On MSE I am working on a tag excerpt/wiki for a currently non-existing computational topology tag. Please see this post on MSE Meta:
I would like to invite members of MO with an interest in / expertise in computational topology to visit MSE Meta to comment on my efforts, or post alternatives, as I hope the final result can also be used for the already-existing computational topology tag on MO. Please note that while the tag does exist on MO, the tag excerpt and tag wiki are empty at the time of writing.
Edit: For the convenience of those who do not wish to make an account at MSE, here are my thoughts so far, with some minor editing. However, the various comments by MSE members are missing.
One possibility is a modified version of the text for computational geometry: (I've substituted "topological" for "geometric.")
The study of computer algorithms which admit topological descriptions, and topological problems arising in association with such algorithms. The two major classes of problems are (a) efficient design of algorithms and data classes using topological concepts and (b) representation and modelling of curves and surfaces.
However, I'm not sure if "(b) representation and modelling of curves and surfaces" is entirely the right emphasis for topology. Perhaps an improvement would be "(b) topologically accurate representation of curves, surfaces and higher dimensional manifolds" (influenced by quote from Blackmore & Mileyko below).
I also wonder if it should be "efficent design of algorithms" or "design of efficient algorithms." In an ideal world, I suppose it would be "efficient design of efficient algorithms and efficient data classes."
I note that Computational Topology: An Introduction by Edelsbrunner & Harer is divided into three parts:
- Computational Geometric Topology
- Computational Algebraic Topology
- Computational Persistent Topology
In the preface, the authors mention the obtaining of global insights by meaningful integration of local information (p. xi). They also refer to removing "the burdens of size to focus on the phenomenon of connectivity" (p. x).
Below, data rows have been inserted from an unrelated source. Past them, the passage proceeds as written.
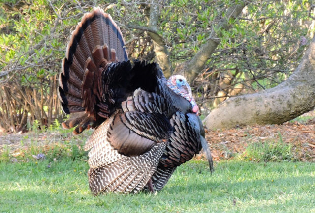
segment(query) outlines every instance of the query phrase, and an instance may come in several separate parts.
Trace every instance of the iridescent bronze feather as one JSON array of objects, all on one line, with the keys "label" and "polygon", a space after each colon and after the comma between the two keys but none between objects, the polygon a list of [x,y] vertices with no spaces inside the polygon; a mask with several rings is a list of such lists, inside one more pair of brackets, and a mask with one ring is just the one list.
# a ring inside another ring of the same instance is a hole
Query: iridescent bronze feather
[{"label": "iridescent bronze feather", "polygon": [[160,190],[202,147],[212,170],[185,78],[168,80],[158,64],[129,61],[119,28],[99,8],[85,14],[72,33],[58,91],[70,114],[63,127],[76,126],[76,134],[95,129],[84,147],[94,194]]}]

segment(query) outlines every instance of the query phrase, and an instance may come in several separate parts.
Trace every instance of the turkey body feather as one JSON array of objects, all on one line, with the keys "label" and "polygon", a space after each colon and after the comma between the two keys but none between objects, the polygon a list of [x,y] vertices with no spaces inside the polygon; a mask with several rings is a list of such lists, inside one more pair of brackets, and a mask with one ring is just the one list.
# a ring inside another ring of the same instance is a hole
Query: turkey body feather
[{"label": "turkey body feather", "polygon": [[158,64],[128,60],[119,28],[99,8],[72,32],[59,85],[70,114],[63,127],[96,129],[84,147],[94,195],[161,190],[177,166],[209,150],[185,78],[167,80]]}]

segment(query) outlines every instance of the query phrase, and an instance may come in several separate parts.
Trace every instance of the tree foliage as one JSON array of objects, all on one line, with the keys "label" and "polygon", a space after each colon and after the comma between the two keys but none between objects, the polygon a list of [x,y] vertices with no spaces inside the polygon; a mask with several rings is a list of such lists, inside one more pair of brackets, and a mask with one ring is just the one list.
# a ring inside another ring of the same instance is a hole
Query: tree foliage
[{"label": "tree foliage", "polygon": [[[228,19],[229,9],[240,1],[1,0],[0,127],[18,131],[38,120],[44,128],[61,119],[57,94],[61,60],[71,32],[94,6],[120,26],[130,59],[157,60],[170,73],[189,72],[186,63],[215,38],[217,49],[190,80],[203,109],[277,85],[297,66],[314,33],[312,2],[255,1],[237,18]],[[220,27],[222,21],[229,29]],[[153,40],[162,48],[157,50]],[[155,57],[158,51],[167,60]]]}]

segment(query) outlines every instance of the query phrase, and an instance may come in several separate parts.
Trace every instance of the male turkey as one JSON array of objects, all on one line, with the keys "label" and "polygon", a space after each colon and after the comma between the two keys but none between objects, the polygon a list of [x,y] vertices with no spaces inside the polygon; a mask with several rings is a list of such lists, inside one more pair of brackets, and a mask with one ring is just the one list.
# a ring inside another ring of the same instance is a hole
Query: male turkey
[{"label": "male turkey", "polygon": [[160,190],[176,168],[205,149],[213,164],[185,78],[167,80],[158,65],[128,59],[110,16],[87,13],[72,32],[59,76],[59,98],[74,134],[93,127],[85,144],[94,195]]}]

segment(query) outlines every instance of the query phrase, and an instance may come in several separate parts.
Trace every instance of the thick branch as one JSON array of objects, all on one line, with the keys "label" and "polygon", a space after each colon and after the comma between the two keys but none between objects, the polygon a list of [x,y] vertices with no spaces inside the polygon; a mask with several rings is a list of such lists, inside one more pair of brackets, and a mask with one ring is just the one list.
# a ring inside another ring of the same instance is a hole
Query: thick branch
[{"label": "thick branch", "polygon": [[[155,32],[158,30],[159,15],[159,5],[157,4],[151,4],[150,7],[149,28]],[[172,65],[169,60],[169,53],[164,39],[157,33],[152,31],[148,31],[148,33],[153,42],[154,50],[158,62],[162,68],[165,77],[168,78],[172,73]]]},{"label": "thick branch", "polygon": [[[231,26],[228,24],[229,20],[231,19],[236,19],[249,2],[249,1],[240,1],[233,7],[228,8],[225,15],[222,18],[214,28],[228,30]],[[201,46],[191,60],[187,62],[185,66],[184,72],[190,81],[192,81],[199,74],[211,54],[216,50],[219,44],[219,38],[221,35],[220,32],[218,33],[219,34],[217,34],[213,27],[210,35],[206,43]]]},{"label": "thick branch", "polygon": [[301,63],[285,81],[257,93],[230,98],[204,121],[211,129],[282,124],[315,106],[315,36]]}]

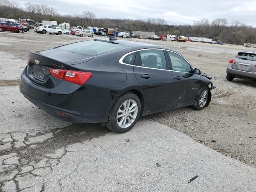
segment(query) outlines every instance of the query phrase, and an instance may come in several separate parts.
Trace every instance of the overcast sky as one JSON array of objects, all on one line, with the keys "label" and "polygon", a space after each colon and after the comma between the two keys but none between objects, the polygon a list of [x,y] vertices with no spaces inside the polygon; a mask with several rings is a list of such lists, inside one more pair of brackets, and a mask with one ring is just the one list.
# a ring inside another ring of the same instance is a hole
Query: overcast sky
[{"label": "overcast sky", "polygon": [[[27,1],[18,1],[24,6]],[[30,0],[46,4],[61,14],[80,14],[91,11],[97,18],[145,19],[159,18],[169,24],[192,24],[207,18],[239,20],[256,26],[256,0]],[[111,2],[111,3],[110,3]]]}]

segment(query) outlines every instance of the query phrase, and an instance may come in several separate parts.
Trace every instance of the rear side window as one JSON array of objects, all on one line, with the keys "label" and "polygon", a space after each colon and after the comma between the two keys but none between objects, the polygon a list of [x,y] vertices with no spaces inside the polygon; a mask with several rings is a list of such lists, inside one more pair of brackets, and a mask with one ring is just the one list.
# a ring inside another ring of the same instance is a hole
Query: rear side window
[{"label": "rear side window", "polygon": [[126,64],[133,65],[136,54],[136,53],[134,52],[126,56],[123,60],[123,62]]},{"label": "rear side window", "polygon": [[253,53],[239,52],[236,57],[244,60],[256,61],[256,54]]},{"label": "rear side window", "polygon": [[181,72],[191,72],[190,65],[183,57],[173,52],[167,52],[171,59],[172,70]]},{"label": "rear side window", "polygon": [[121,44],[92,40],[72,43],[56,48],[82,55],[94,56],[118,50],[125,47],[126,46]]},{"label": "rear side window", "polygon": [[[149,50],[140,51],[139,53],[140,58],[136,60],[135,65],[150,68],[167,69],[164,51]],[[139,55],[138,56],[139,57]]]}]

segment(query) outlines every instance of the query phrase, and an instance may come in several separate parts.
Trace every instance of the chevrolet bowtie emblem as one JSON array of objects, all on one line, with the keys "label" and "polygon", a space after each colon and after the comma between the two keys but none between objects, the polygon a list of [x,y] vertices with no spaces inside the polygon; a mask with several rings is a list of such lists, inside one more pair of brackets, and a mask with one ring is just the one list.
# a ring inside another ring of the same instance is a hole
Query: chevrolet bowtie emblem
[{"label": "chevrolet bowtie emblem", "polygon": [[35,63],[37,65],[38,65],[39,63],[40,63],[40,62],[37,60],[35,60]]}]

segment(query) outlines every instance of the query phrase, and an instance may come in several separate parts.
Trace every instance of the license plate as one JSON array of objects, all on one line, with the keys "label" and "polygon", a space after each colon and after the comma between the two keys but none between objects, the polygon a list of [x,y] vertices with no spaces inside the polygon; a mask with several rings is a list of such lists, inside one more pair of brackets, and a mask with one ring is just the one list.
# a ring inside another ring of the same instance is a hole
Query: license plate
[{"label": "license plate", "polygon": [[44,76],[45,70],[45,69],[44,68],[37,66],[35,69],[35,76],[40,79],[43,79],[44,78]]},{"label": "license plate", "polygon": [[249,66],[245,66],[244,65],[239,65],[238,66],[238,68],[239,69],[242,69],[243,70],[248,70],[249,68]]}]

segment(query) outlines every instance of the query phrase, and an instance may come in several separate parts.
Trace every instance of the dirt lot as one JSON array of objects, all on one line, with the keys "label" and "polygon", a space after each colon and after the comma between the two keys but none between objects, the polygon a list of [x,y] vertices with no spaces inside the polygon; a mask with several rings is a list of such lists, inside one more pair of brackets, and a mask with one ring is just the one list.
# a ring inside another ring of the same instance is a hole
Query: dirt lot
[{"label": "dirt lot", "polygon": [[[24,66],[29,51],[91,39],[72,35],[43,35],[32,31],[25,34],[1,33],[0,52],[6,55],[3,58],[6,60],[20,59],[24,62]],[[225,155],[256,167],[256,82],[238,79],[229,82],[226,80],[228,61],[238,51],[250,49],[242,46],[191,42],[128,40],[155,44],[179,52],[194,66],[212,76],[214,85],[216,87],[212,92],[213,98],[210,105],[202,111],[186,107],[142,119],[150,119],[167,125]],[[4,68],[3,66],[0,66],[0,69]],[[21,69],[16,72],[17,75],[14,78],[1,77],[4,72],[0,75],[0,86],[18,84],[16,79],[18,78]]]}]

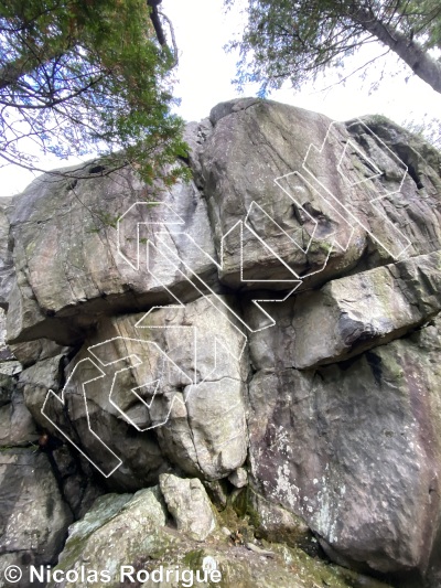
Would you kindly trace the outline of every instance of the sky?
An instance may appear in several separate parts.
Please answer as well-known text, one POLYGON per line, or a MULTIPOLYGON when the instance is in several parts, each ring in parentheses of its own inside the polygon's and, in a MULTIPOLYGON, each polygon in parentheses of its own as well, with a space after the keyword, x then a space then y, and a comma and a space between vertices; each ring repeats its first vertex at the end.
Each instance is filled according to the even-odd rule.
MULTIPOLYGON (((232 84, 238 56, 226 53, 223 47, 235 35, 240 35, 245 23, 240 10, 245 4, 246 0, 236 0, 234 10, 225 13, 223 0, 162 1, 161 9, 173 22, 180 51, 175 95, 181 98, 178 113, 185 120, 201 120, 219 101, 240 96, 232 84)), ((347 64, 348 71, 355 71, 372 57, 370 49, 364 51, 347 64)), ((241 96, 255 96, 256 92, 257 87, 250 85, 241 96)), ((333 72, 318 79, 314 86, 305 86, 301 93, 284 87, 269 97, 323 113, 335 120, 378 114, 402 124, 441 116, 441 95, 411 76, 391 56, 377 62, 364 82, 354 75, 345 85, 338 84, 333 72), (379 89, 370 92, 373 79, 378 78, 383 70, 379 89)), ((79 161, 46 157, 39 165, 54 169, 79 161)), ((3 168, 0 170, 0 195, 20 193, 33 179, 34 174, 17 165, 3 168)))

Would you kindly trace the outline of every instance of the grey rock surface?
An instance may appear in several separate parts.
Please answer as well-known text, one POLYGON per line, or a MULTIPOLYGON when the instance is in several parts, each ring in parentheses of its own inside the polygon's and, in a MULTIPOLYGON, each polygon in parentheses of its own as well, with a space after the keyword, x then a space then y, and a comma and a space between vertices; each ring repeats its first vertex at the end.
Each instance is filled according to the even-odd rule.
MULTIPOLYGON (((441 310, 440 252, 331 280, 268 304, 276 325, 249 336, 258 370, 344 361, 405 335, 441 310)), ((245 304, 248 322, 258 311, 245 304)))
MULTIPOLYGON (((68 419, 58 399, 47 403, 52 421, 105 473, 118 464, 115 456, 122 460, 109 483, 135 490, 155 483, 171 464, 215 480, 244 463, 246 338, 235 317, 219 311, 219 300, 211 295, 183 308, 164 307, 103 323, 73 362, 63 392, 68 419), (121 371, 121 362, 115 362, 123 357, 121 371), (110 451, 103 450, 103 442, 110 451)), ((55 383, 56 361, 25 370, 22 382, 55 383), (35 375, 43 366, 51 374, 35 375)), ((24 394, 43 425, 39 407, 46 389, 28 384, 24 394)), ((47 421, 46 427, 54 430, 47 421)))
POLYGON ((14 448, 0 460, 0 566, 54 564, 73 516, 47 457, 14 448))
POLYGON ((216 516, 201 480, 162 473, 159 482, 178 531, 198 542, 206 539, 216 528, 216 516))
POLYGON ((250 384, 258 488, 341 563, 423 576, 439 558, 440 327, 346 364, 261 371, 250 384))
POLYGON ((46 336, 63 345, 76 343, 100 316, 166 302, 165 287, 181 285, 185 293, 184 264, 201 276, 213 272, 213 261, 186 237, 170 236, 170 226, 181 227, 214 255, 205 202, 193 183, 149 193, 127 171, 93 181, 82 180, 80 170, 71 171, 75 173, 77 180, 43 175, 14 199, 9 218, 17 272, 8 298, 10 342, 46 336), (138 257, 138 227, 144 248, 147 238, 157 242, 153 235, 163 233, 150 252, 149 277, 144 256, 138 257), (165 252, 174 266, 163 267, 165 252))
POLYGON ((288 289, 295 275, 314 285, 362 258, 374 267, 405 249, 439 248, 434 156, 415 148, 398 156, 389 136, 380 139, 363 124, 331 126, 322 115, 256 98, 223 103, 211 120, 201 165, 225 284, 273 280, 267 287, 282 289, 286 280, 288 289), (406 174, 416 163, 418 181, 406 174))
POLYGON ((189 184, 71 169, 0 207, 0 573, 75 518, 61 570, 439 588, 440 154, 257 98, 186 138, 189 184))

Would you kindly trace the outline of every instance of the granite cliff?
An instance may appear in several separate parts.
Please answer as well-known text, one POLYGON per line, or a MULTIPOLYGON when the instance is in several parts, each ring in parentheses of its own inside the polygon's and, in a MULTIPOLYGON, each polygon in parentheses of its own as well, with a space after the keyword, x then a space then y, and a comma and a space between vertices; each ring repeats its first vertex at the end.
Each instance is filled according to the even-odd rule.
POLYGON ((440 153, 255 98, 186 140, 3 199, 0 586, 438 588, 440 153))

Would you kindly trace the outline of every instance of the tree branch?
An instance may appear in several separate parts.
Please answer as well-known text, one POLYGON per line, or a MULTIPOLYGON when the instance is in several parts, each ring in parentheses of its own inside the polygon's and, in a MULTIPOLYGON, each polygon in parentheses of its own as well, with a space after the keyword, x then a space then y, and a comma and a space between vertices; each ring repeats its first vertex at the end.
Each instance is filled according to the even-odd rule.
POLYGON ((431 57, 419 43, 411 41, 394 26, 380 22, 367 9, 356 10, 354 20, 390 47, 423 82, 441 93, 441 63, 431 57))

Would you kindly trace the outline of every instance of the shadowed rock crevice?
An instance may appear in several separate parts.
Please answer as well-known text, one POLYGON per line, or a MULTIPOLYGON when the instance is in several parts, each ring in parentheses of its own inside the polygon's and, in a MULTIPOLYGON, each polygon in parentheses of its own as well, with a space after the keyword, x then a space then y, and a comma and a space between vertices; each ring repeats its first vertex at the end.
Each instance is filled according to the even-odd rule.
POLYGON ((0 573, 438 588, 440 154, 256 98, 186 140, 1 206, 0 573))

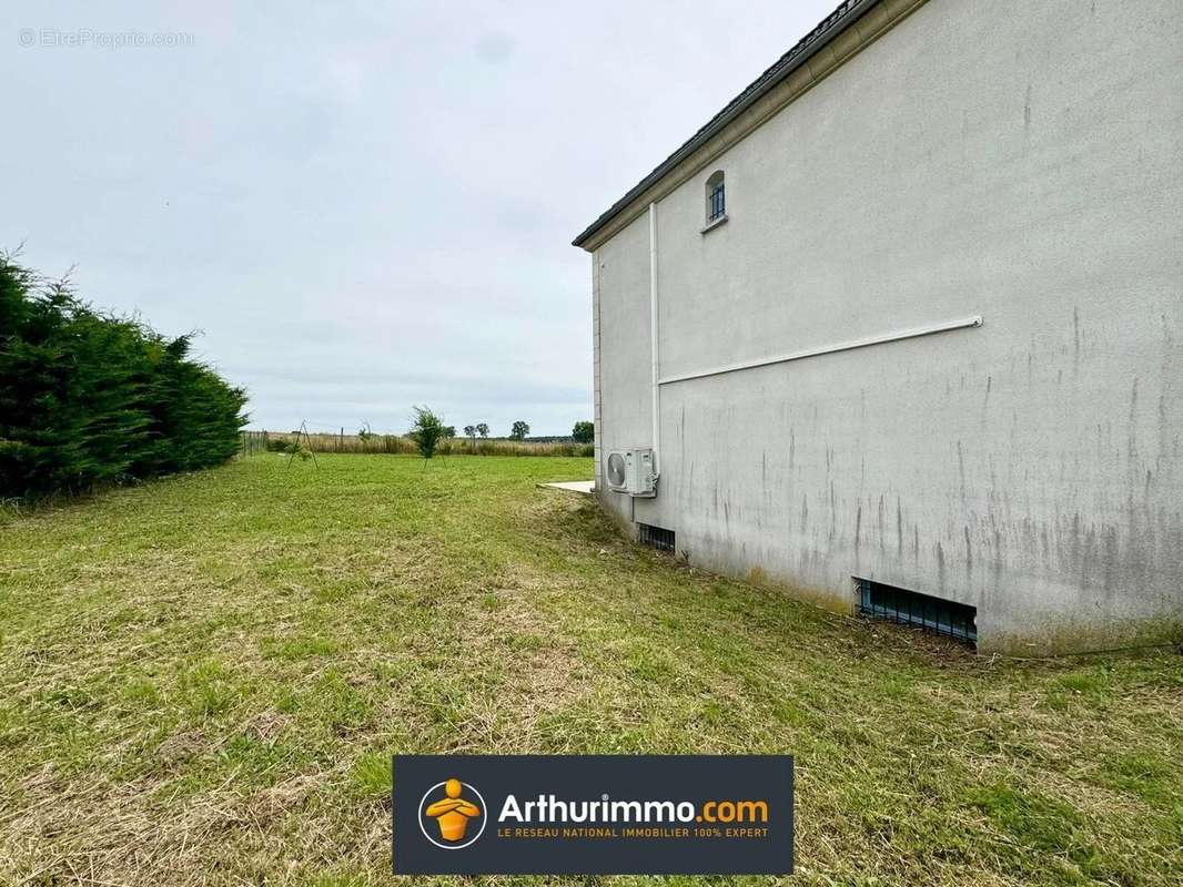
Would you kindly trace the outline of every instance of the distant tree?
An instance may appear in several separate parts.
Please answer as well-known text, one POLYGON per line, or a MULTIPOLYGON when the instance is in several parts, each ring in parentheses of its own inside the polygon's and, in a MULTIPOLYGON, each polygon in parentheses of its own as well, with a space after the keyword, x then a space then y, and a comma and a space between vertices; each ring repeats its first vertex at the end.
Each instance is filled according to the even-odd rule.
POLYGON ((424 459, 435 455, 439 442, 447 436, 447 426, 442 420, 432 413, 429 407, 415 407, 415 423, 407 436, 415 441, 419 454, 424 459))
I would say the key material includes, but is not limited to, simplicial complexes, homology, Morse functions and persistence. I am aware that such a short list could be much too restrictive. In private correspondence, Robert Ghrist wrote: "there are computational issues in all branches of topology, including combinatorial, geometric, symplectic, algebraic, differential, ..." (quote included with permission).
There's also Rote & Vegter's definition from Chapter 7 of Effective Computational Geometry for Curves and Surfaces, Boissonaud & Teillaud (Eds.), Springer 2006. For convenience, I quote it here: (If this is in breach of copyright, I will remove it and just leave the link. The same goes for any other quotes.)
Computational topology deals with the complexity of topological problems, and with the design of efficient algorithms for their solution, in case these problems are tractable. These algorithms can deal only with spaces and maps that have a finite representation. To this end we restrict ourselves to simplicial complexes and maps. In particular we study algebraic invariants of topological spaces like Euler characteristics and Betti numbers, which are in general easier to compute than topological invariants.
In Blackmore and Mileyko's article, Computational Differential Topology, p. 3, Applied General Topology, Volume 1, No. 1, 2007, the authors state that
...the fundamental goal of Computational Topology is to algorithmically guarantee that a computer generated representation of an object is equivalent to the actual object in an appropriate topological sense.
The overview at http://comptop.stanford.edu/ is also potentially of interest.
Two suggested tag excerpts combining elements of the above are:
The study of the computational complexity of topological problems and the design of efficient and robust algorithms for their solution.
The study of computer algorithms which admit topological descriptions, and topological problems arising in association with such algorithms. The two major classes of problems are (a) design of efficient and robust algorithms and data classes using topological concepts and (b) topologically accurate representation of curves, surfaces and higher dimensional manifolds.